The enzymatic activity of receptor tyrosine kinases can be stimulated by over-expression and/or by ligand-mediated dimerization (Heldin, 1995, Cell 80:213-223). Activation of receptor homodimers and heterodimers results in phosphorylation of tyrosine residues on the receptors, which in turn phosphorylate tyrosine residues of other molecules, including intracellular proteins. (Ullrich et al., 1990, Cell 61:203-212). This is followed by the activation of intracellular signaling pathways such as those involving the mitogen-activated protein kinase (MAP kinase) (Dhillon et al., 2007, Oncogene 26: 3279-3290) and the phosphatidylinositol 3-kinase (PI3 kinase). While activation of these pathways has been shown to increase cell proliferation and inhibit apoptosis, inhibition of signaling mediated by HER family members by either small molecule inhibitors or monoclonal antibodies has been shown to inhibit cell proliferation and promote apoptosis (Prenzel et al., 2001, Endocr. Relat. Cancer 8: 11-31)
Heparin-binding epidermal growth factor-like growth factor (HB-EGF) is a 22 kDa, O-glycosylated protein (Higahiyama et al., 1992, J Biol Chem 267: 6205-6212). In its mature form, HB-EGF binds to and activates the EGF receptor and HER4 (Elenius et al., 1997, EMBO 16:1268-1278). HB-EGF is the key mediator of G-protein coupled receptor (GPCR) induced cell proliferation via a process called triple-membrane passing signaling (IMPS) (Prenzel et al., 1999, Nature 402:884-888, review in Fischer et al. 2003, Biochem. Soc. Trans. 31:1203-1208). It has been shown that HB-EGF promotes cellular proliferation as well as angiogenesis (Zushi et al., 1997, Int J Cancer 73:917-923; Abramovitch et al., 1998, FEBS letters 425:441-447). HB-EGF also has been demonstrated to play a key role in a number of cancers, i.e., it has been linked to the aggressive behavior of ovarian tumors (Tanaka at al., 2005, Clin. Cancer Res. 11:4783-4792). Moreover, HB-EGF is essential for xenograft tumor formation by ovarian cancer cell lines. Over-expression of HB-EGF (wild type or a secreted form) accelerates tumor formation in SKOV3 and RMG-1 cells. Knockdown of endogenous HB-EGF using siRNA, yet, abolished or delayed tumor formation by SKOV3 and RMG-1 cells. Miyamoto, 2004, Cancer Res. 64:5720. As suggested by the above evidence, inhibition of HB-EGF expression or activity may inhibit tumor formation.
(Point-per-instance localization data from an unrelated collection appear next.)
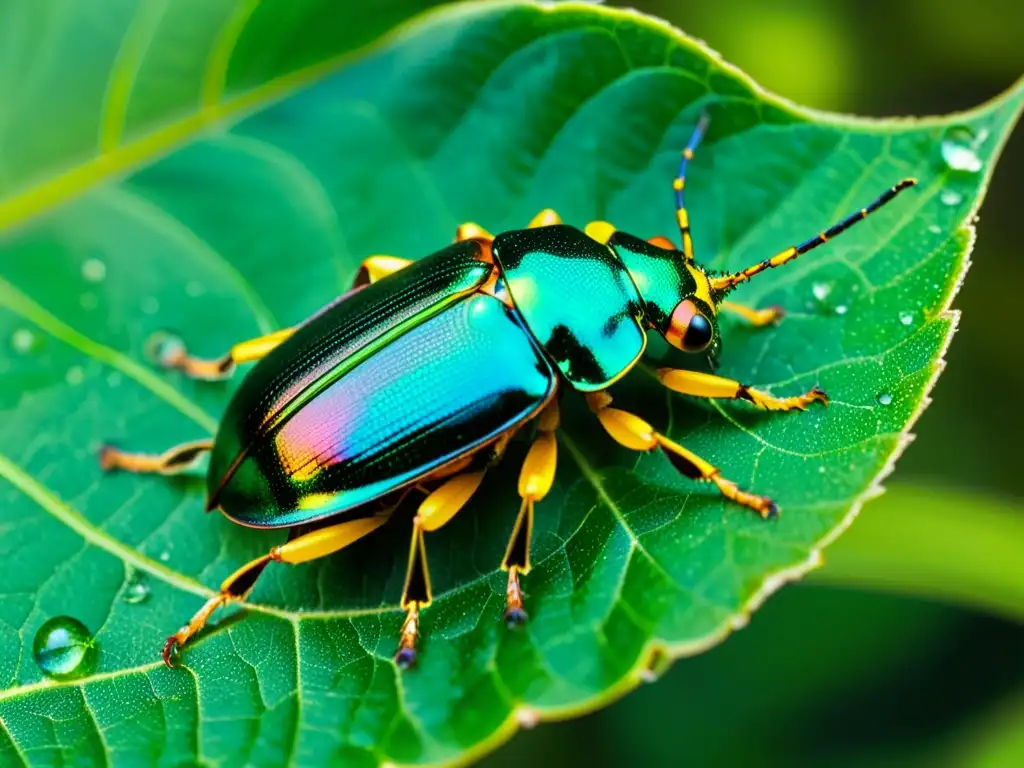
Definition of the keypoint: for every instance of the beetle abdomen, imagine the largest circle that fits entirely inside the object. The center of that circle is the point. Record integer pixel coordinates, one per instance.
(437, 392)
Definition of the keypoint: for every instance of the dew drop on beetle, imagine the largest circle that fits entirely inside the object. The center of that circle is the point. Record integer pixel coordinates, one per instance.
(64, 648)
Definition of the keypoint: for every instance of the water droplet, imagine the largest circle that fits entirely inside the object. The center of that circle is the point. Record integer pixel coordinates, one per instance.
(960, 150)
(75, 376)
(65, 649)
(527, 717)
(655, 666)
(24, 340)
(164, 348)
(93, 270)
(136, 591)
(821, 291)
(950, 198)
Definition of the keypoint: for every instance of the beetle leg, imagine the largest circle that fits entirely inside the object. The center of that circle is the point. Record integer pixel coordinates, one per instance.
(635, 433)
(547, 217)
(756, 317)
(174, 355)
(239, 585)
(172, 462)
(375, 267)
(536, 478)
(439, 507)
(705, 385)
(471, 230)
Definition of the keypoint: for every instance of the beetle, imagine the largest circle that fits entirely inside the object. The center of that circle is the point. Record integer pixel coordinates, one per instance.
(416, 379)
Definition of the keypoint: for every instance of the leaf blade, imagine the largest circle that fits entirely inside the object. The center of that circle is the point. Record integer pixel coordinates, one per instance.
(631, 560)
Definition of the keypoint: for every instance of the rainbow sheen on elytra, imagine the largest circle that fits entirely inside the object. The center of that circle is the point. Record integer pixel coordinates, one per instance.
(65, 649)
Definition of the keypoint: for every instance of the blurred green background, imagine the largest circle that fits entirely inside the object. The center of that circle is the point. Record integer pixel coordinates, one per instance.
(824, 676)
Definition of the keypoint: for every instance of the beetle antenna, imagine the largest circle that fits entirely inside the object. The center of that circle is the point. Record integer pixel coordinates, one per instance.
(726, 283)
(679, 182)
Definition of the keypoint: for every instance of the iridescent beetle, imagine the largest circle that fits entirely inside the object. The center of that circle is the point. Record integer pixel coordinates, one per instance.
(417, 379)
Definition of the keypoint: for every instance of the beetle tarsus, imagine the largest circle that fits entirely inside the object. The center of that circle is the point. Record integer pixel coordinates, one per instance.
(109, 457)
(170, 651)
(515, 614)
(404, 657)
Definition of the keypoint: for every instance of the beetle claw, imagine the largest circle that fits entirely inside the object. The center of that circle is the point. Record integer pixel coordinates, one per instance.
(515, 616)
(406, 657)
(170, 651)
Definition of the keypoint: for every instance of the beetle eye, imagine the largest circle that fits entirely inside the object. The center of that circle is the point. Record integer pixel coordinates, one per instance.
(689, 329)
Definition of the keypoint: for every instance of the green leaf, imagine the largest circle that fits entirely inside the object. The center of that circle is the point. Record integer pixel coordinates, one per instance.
(953, 546)
(139, 194)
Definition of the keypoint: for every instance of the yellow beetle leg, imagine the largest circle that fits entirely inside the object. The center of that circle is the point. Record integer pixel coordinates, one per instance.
(706, 385)
(635, 433)
(239, 585)
(471, 230)
(375, 267)
(536, 478)
(173, 461)
(547, 217)
(439, 507)
(174, 355)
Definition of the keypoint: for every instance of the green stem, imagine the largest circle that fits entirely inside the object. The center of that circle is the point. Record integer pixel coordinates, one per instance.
(952, 546)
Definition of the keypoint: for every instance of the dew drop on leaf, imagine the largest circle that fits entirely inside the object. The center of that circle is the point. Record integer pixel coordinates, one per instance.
(64, 648)
(950, 198)
(24, 340)
(163, 348)
(75, 376)
(93, 270)
(960, 150)
(136, 591)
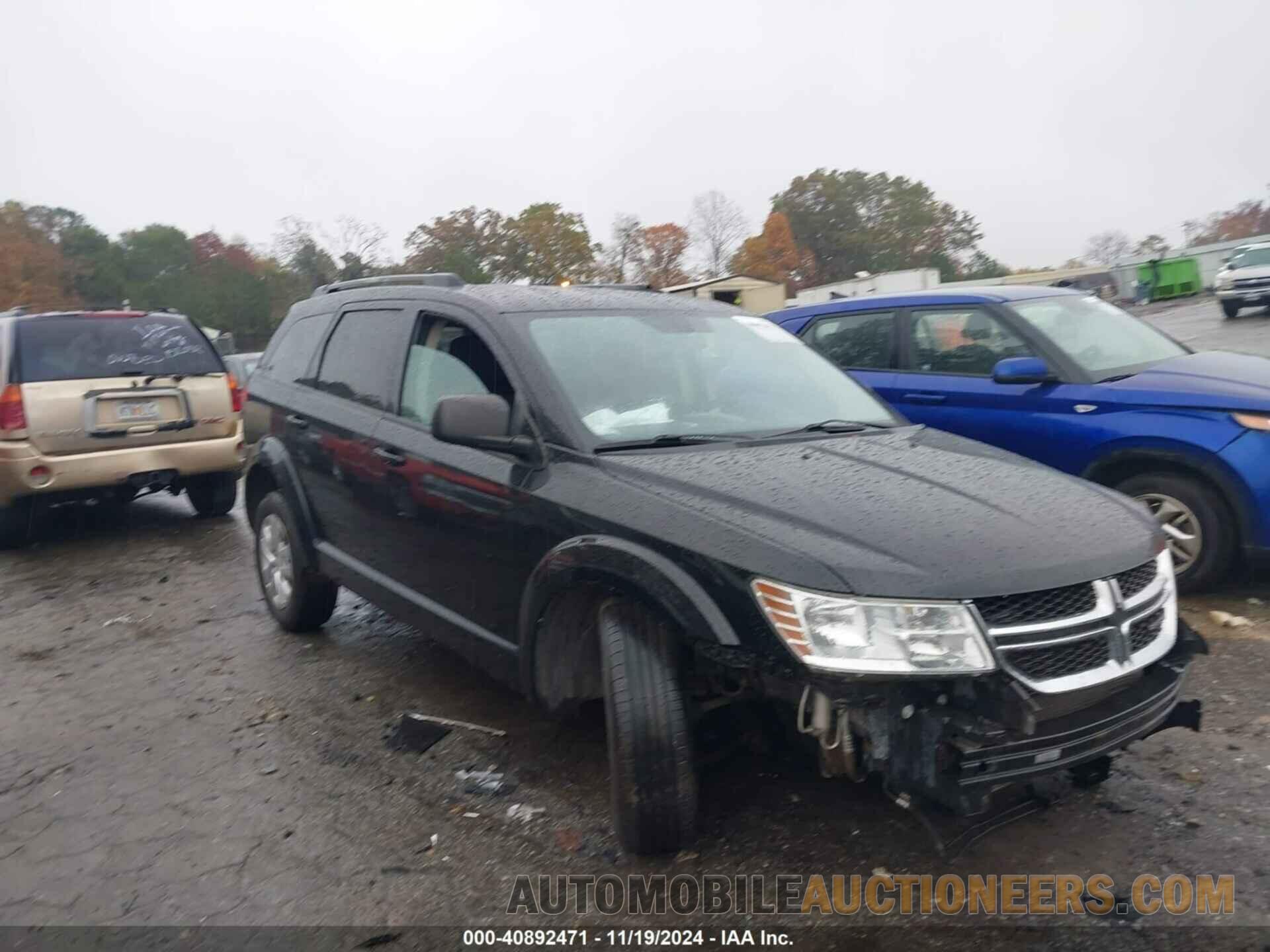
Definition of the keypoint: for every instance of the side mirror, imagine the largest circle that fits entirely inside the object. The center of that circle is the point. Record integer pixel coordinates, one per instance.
(480, 422)
(1023, 370)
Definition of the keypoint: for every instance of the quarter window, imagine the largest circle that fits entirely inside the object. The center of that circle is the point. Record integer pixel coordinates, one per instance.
(360, 357)
(447, 360)
(968, 340)
(295, 350)
(860, 340)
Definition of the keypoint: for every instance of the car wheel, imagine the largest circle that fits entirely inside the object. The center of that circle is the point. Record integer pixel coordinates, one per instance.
(299, 598)
(652, 772)
(1197, 522)
(212, 494)
(16, 524)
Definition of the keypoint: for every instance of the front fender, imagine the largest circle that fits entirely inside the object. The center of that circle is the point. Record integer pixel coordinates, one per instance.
(273, 465)
(622, 565)
(1173, 455)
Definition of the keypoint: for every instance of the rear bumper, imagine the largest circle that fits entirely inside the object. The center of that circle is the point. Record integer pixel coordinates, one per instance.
(1249, 296)
(112, 467)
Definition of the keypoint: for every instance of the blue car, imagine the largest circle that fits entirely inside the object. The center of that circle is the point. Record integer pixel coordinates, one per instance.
(1080, 385)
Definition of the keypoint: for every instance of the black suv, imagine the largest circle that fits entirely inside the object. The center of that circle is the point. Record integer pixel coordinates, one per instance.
(669, 504)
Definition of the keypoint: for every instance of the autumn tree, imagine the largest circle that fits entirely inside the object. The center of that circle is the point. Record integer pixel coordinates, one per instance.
(546, 245)
(854, 221)
(1107, 248)
(718, 226)
(773, 254)
(982, 267)
(662, 249)
(298, 247)
(1245, 220)
(32, 268)
(1152, 247)
(621, 255)
(469, 243)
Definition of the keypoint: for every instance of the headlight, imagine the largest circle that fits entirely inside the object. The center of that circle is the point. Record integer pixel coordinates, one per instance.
(1254, 422)
(874, 636)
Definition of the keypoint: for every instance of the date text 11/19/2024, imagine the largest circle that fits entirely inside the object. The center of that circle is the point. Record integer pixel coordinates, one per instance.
(629, 938)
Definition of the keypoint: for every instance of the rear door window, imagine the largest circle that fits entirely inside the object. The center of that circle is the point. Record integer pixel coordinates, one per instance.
(962, 342)
(362, 357)
(857, 340)
(85, 346)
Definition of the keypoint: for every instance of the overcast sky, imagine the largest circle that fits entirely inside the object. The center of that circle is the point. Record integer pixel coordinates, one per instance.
(1046, 121)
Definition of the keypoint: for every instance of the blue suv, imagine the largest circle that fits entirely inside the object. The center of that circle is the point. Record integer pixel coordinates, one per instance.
(1075, 382)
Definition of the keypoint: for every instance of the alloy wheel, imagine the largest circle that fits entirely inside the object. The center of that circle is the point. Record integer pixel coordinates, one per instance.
(277, 569)
(1181, 528)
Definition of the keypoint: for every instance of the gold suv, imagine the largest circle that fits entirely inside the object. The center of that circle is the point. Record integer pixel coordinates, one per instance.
(112, 405)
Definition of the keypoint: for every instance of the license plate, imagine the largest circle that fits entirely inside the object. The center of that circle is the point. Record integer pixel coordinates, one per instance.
(148, 411)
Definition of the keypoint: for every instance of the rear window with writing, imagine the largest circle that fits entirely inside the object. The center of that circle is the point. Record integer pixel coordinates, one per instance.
(81, 347)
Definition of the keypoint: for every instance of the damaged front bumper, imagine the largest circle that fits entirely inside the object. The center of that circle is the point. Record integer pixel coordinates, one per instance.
(959, 746)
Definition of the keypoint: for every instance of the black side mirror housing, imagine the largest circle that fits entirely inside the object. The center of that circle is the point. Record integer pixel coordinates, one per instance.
(480, 422)
(1023, 370)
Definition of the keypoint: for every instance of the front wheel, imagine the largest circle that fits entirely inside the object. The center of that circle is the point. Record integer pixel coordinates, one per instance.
(1197, 522)
(212, 494)
(299, 598)
(652, 771)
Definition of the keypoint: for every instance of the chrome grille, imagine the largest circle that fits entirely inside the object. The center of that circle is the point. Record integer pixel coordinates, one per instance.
(1033, 607)
(1134, 580)
(1072, 637)
(1061, 660)
(1146, 630)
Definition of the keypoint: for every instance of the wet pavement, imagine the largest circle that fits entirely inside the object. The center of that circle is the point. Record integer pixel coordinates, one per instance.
(169, 756)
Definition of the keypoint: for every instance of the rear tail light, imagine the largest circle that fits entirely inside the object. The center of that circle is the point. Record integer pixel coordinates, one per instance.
(13, 416)
(238, 395)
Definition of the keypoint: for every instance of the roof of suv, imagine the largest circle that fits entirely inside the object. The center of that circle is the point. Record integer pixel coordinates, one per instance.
(935, 296)
(516, 299)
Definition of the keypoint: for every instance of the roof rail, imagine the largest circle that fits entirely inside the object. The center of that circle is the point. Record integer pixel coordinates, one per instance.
(616, 287)
(441, 280)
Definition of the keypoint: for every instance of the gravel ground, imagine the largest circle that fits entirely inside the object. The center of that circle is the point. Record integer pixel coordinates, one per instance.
(169, 757)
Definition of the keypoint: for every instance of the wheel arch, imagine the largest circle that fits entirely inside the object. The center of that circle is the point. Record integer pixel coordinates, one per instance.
(1121, 465)
(272, 470)
(563, 596)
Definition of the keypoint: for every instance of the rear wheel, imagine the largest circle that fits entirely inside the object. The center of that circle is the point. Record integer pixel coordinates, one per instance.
(299, 598)
(16, 524)
(212, 494)
(1197, 524)
(652, 774)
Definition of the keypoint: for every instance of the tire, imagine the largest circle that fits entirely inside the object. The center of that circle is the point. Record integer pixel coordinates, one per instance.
(212, 494)
(652, 774)
(1183, 503)
(16, 524)
(308, 598)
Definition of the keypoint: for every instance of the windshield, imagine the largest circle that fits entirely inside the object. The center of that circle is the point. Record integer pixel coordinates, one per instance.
(1253, 258)
(681, 374)
(84, 346)
(1103, 339)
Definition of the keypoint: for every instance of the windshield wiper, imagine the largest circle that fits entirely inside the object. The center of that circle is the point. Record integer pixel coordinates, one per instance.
(673, 440)
(833, 427)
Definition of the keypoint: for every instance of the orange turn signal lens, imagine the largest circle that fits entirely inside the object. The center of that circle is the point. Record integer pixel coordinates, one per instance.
(1254, 422)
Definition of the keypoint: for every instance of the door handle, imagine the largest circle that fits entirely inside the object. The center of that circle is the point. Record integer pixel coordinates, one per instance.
(389, 456)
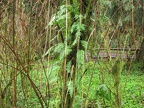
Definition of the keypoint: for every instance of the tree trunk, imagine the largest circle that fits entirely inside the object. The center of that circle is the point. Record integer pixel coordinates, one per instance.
(140, 54)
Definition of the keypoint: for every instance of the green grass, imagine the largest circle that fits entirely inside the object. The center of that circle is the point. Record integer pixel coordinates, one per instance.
(132, 88)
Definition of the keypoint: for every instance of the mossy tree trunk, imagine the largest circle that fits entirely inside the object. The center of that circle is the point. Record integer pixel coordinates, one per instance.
(85, 10)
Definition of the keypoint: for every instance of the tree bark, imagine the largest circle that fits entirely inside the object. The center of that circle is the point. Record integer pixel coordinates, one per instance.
(140, 54)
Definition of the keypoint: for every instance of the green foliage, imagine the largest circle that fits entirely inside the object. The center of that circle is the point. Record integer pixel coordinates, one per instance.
(80, 58)
(104, 92)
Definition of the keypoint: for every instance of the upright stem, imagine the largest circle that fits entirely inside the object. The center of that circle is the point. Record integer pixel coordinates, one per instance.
(14, 73)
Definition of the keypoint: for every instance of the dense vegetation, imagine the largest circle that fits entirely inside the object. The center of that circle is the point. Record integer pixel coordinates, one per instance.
(71, 54)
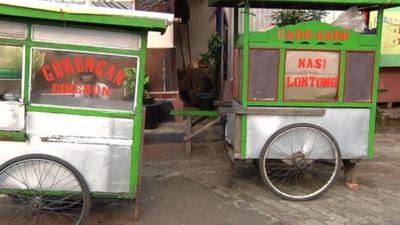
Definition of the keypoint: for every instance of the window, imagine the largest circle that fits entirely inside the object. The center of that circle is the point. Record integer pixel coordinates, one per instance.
(359, 76)
(264, 64)
(10, 72)
(311, 75)
(12, 30)
(99, 38)
(64, 78)
(237, 73)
Similarly, HB-EGF is a marker of poor prognosis in some cancers, including human bladder cancers (Thogersen et al., 2001, Cancer Res. 61:6227-6233). In vitro studies indicate that human EJ bladder cells that were engineered to express HB-EGF (wild type, soluble or non-cleavable) exhibit an increase in growth, anchorage independent growth, and production of VEGF, and enhanced migration. When these HB-EGF-expressing EJ bladder cells were transplanted into nude mice, an increase in tumor formation, size and density of blood vessels was observed in those tumors. (Ongusaha, 2004, Cancer Res. 64:5283-5290).